GNSS technologies (i.e., GPS) allow for geospatial positioning. However, if there are obstacles in the way, the accuracy decreases. There do exists optimizations to improve geospatial coordination and positioning, such as GPS ground stations (DGPS) and real time kinematics (RTK). However, these solutions must be both real time and reliable to resolve accuracy concerns.
Challenges
Detection of small obstacles is difficult with conventional camera systems. Thus a forward facing, solid state LiDAR solution has been proposed to mitigate this. However, the 360 degree view that LiDAR provides is lost because all of the LiDAR beams are focused at the front of the device in order to gain resolution.
Smaller UAVs can be more nimble, however, there is a weight to power and a weight to flight time concern with these devices.
Running deep neural network (DNN) algorithms on board a UAV is critical for low latency, real time data collection, estimation, and understanding. However, current DNN algorithms are computationally expensive to run. It is predicted that more efficient algorithms, as well as the usage of AI accelerators, will help mitigate this problem.
Object Detection and Segmentation
Object detection and segmentation are critical to precise agriculture as plant or fruit specific data can be captured and acted upon.
Image-Based (2-D)
RGB, multi and hyper spectral imaging, thermal, and near-infrared imaging have been used to perform object detection on plants. Previous methods involved using K-Means algorithms and SVMs to solve detection and segmentation problems. Recently, DNN based solutions are becoming more popular and additional sensor data from the ground is also inputted into these algorithms to provide more accurate results.
LiDAR-Based (3-D)
LiDAR based CV solutions are relatively new to the agriculture space. To represent the problem domain, LiDAR captures data in the forms including a voxel grid, point clouds, and multi-view and/or spherical images. It has been found that voxel grid based convolutional neural networks (CNNs) are susceptible to noise, whereas point clouds are not as affected.

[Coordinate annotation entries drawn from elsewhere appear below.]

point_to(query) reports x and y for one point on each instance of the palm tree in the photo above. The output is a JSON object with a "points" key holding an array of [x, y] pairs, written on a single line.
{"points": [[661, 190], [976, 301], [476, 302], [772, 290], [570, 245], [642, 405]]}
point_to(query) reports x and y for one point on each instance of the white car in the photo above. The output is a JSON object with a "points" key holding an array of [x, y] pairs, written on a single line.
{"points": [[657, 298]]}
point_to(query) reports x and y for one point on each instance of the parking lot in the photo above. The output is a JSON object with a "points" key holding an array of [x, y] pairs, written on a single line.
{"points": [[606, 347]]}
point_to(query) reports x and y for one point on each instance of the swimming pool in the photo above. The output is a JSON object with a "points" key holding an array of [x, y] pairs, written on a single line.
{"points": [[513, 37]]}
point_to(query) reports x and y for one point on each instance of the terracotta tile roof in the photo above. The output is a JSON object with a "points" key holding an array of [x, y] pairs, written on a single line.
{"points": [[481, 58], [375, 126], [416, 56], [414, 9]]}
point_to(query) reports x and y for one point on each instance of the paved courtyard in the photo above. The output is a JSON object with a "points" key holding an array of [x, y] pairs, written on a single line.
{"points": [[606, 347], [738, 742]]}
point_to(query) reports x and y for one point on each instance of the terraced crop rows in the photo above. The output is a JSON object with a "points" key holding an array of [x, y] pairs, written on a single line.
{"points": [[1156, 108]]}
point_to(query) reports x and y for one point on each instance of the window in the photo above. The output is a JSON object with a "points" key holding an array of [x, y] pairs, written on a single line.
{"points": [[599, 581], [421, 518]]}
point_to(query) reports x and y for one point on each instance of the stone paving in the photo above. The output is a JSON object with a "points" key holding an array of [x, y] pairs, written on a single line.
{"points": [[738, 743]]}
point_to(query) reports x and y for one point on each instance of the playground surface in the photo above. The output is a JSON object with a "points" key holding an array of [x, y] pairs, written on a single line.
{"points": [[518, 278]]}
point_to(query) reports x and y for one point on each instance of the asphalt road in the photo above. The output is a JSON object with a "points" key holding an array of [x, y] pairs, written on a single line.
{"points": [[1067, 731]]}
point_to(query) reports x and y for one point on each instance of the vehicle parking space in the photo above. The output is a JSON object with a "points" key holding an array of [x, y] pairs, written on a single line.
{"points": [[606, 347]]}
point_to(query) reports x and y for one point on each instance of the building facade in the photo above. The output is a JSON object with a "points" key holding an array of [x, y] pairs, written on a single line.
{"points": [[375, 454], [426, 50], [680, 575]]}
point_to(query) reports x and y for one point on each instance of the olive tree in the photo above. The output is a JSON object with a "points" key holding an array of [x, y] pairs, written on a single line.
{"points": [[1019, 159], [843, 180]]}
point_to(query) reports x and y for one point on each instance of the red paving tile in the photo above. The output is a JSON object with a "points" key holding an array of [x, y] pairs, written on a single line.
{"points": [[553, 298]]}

It is possible to join LiDAR point cloud data and a spherical range image together and pass the union of this data into a CNN to reduce information loss [4].
Challenges
It is difficult to acquire large, high-quality agriculture specific datasets to train models on object detection and segmentation. Furthermore, occlusion (e.g.,, not being able to see the plant or fruit) is still a problem that is trying to be solved.
Robot Localization and Mapping
Mapping refers to the act of creating an understanding of an environment for an autonomous robot to adhere to. Potential solutions require the input of knowledge about the structure of the field.
Semantic Localization and Mapping
Semantic features allows the robot to generate a meaningful map of the environment and assist in pose estimation. The usage of locating and representing trees as points of interests has been studied and found to be useful for identifying local regions.
Challenges
SLAM is able to performing mapping quite well in man made environments. However, new technologies must be developed to assist with the mapping of natural environments. Active mapping (where an autonomous agent maps out its environment in real time) is difficult to do in an agriculture context as fields can be quite large and contain a dense information mapping.